OGH4Ob91/03s20.5.2003

Der Oberste Gerichtshof hat durch den Senatspräsidenten des Obersten Gerichtshofes Dr. Kodek als Vorsitzenden und durch den Hofrat des Obersten Gerichtshofs Dr. Graf, die Hofrätinnen des Obersten Gerichtshofs Dr. Griß und Dr. Schenk sowie den Hofrat des Obersten Gerichtshofs Dr. Vogel als weitere Richter in der Rechtssache der klagenden Partei V***** Ges.m.b.H., *****, vertreten durch Dr. Harald Hohenberg, Rechtsanwalt in Graz, gegen die beklagte Partei T*****GmbH, *****, vertreten durch Klein, Wuntschek & Partner Rechtsanwälte GmbH in Graz, wegen Unterlassung und Widerruf (Streitwert im Sicherungsverfahren 50.000 EUR), über den außerordentlichen Revisionsrekurs der beklagten Partei gegen den Beschluss des Oberlandesgerichtes Graz als Rekursgericht vom 5. März 2003, GZ 6 R 32/03b-9, womit der Beschluss des Landesgerichtes Leoben vom 10. Jänner 2003, GZ 7 Cg 232/02z-3, abgeändert wurde, in nichtöffentlicher Sitzung folgenden

Beschluss

gefasst:

 

Spruch:

Dem Revisionsrekurs wird Folge gegeben.

Der angefochtene Beschluss wird dahin abgeändert, dass die Entscheidung des Erstgerichts wiederhergestellt wird.

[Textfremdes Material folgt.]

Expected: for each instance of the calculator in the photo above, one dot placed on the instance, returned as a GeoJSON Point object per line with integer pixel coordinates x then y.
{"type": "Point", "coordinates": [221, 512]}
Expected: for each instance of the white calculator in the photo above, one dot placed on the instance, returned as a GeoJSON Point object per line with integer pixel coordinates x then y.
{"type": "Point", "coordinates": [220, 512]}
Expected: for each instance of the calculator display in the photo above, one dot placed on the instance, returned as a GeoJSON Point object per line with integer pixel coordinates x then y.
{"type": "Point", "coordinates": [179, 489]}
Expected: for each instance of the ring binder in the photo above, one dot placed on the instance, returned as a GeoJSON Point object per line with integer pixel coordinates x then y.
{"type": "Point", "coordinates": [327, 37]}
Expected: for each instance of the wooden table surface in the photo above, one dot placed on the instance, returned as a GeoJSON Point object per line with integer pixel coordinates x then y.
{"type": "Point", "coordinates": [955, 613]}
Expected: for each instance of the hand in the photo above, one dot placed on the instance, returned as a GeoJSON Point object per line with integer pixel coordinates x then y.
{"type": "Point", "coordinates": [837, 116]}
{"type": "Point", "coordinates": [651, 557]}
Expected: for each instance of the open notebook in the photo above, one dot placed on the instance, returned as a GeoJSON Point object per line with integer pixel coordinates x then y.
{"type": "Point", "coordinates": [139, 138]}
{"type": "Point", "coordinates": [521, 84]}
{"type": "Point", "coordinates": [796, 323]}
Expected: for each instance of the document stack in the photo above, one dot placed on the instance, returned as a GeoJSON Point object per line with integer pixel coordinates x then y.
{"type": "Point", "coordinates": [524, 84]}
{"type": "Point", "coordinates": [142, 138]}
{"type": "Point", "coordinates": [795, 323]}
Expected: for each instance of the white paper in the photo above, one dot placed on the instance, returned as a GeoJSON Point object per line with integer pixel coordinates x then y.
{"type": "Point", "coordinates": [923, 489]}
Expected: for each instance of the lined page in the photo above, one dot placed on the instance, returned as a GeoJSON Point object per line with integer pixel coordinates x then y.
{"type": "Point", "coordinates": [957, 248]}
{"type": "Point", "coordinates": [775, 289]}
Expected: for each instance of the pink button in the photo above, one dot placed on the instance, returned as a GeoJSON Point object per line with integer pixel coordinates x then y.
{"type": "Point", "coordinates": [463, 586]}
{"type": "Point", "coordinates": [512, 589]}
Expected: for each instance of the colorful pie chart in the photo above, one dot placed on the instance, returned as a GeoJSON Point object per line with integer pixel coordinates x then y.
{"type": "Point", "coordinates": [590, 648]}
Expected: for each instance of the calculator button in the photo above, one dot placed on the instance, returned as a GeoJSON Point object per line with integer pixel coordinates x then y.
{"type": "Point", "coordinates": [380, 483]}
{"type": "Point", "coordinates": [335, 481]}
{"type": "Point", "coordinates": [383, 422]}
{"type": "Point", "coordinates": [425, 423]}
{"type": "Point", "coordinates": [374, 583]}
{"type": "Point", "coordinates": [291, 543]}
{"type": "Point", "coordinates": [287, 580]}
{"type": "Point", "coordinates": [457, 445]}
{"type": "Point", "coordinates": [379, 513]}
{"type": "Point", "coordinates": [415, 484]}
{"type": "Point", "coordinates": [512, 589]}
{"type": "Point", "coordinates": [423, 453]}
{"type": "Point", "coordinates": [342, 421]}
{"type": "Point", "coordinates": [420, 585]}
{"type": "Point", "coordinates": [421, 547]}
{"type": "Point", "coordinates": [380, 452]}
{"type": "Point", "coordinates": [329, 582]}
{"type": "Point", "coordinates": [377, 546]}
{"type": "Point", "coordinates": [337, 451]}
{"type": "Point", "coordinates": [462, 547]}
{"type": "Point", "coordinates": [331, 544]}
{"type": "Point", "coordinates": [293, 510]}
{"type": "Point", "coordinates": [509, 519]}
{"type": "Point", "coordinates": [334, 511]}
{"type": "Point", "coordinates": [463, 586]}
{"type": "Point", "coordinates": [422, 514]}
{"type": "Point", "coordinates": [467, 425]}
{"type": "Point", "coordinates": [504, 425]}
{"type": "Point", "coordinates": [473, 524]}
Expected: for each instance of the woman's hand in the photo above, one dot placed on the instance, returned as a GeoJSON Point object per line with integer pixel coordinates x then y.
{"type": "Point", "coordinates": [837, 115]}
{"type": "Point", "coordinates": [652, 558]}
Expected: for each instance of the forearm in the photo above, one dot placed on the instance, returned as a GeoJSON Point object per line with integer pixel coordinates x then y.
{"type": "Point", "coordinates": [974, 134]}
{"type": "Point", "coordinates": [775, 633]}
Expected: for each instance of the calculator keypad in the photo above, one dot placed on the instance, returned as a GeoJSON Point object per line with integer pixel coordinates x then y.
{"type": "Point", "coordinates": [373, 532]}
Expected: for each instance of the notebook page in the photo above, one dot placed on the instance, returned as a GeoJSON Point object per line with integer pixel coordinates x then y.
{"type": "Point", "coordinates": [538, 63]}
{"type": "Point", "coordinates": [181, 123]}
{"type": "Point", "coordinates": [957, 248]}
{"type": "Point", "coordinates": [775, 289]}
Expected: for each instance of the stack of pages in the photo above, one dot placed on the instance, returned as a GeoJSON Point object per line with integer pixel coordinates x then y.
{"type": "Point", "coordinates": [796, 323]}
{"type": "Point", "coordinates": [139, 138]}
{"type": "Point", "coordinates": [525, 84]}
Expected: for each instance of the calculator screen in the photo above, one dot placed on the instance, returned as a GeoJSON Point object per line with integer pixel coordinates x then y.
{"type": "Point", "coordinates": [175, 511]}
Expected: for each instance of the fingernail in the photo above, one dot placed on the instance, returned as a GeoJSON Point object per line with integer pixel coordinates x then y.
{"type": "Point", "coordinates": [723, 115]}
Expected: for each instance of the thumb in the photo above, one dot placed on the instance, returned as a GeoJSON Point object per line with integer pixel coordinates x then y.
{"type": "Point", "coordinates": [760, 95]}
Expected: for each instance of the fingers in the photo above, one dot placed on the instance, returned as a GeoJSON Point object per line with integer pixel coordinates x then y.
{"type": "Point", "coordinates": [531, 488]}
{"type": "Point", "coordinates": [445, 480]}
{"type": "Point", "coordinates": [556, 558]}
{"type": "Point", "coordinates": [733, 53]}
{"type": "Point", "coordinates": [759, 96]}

Die klagende Partei ist schuldig, der beklagten Partei die mit 3.285,48 EUR (darin 547,58 EUR USt) bestimmten Kosten des Rechtsmittelverfahrens binnen 14 Tagen zu ersetzen.

Text

Begründung

Die Klägerin erzeugt (Bio-)Futtermittel ua für Legehennen. Die Beklagte kauft (Bio-)Eier von Bauern und verkauft sie an Einzelhandelsketten, darunter auch an die "*****“ ***** Gesellschaft m.b.H. (in der Folge: Abnehmerin), ein Unternehmen des B*****-Konzerns, weiter.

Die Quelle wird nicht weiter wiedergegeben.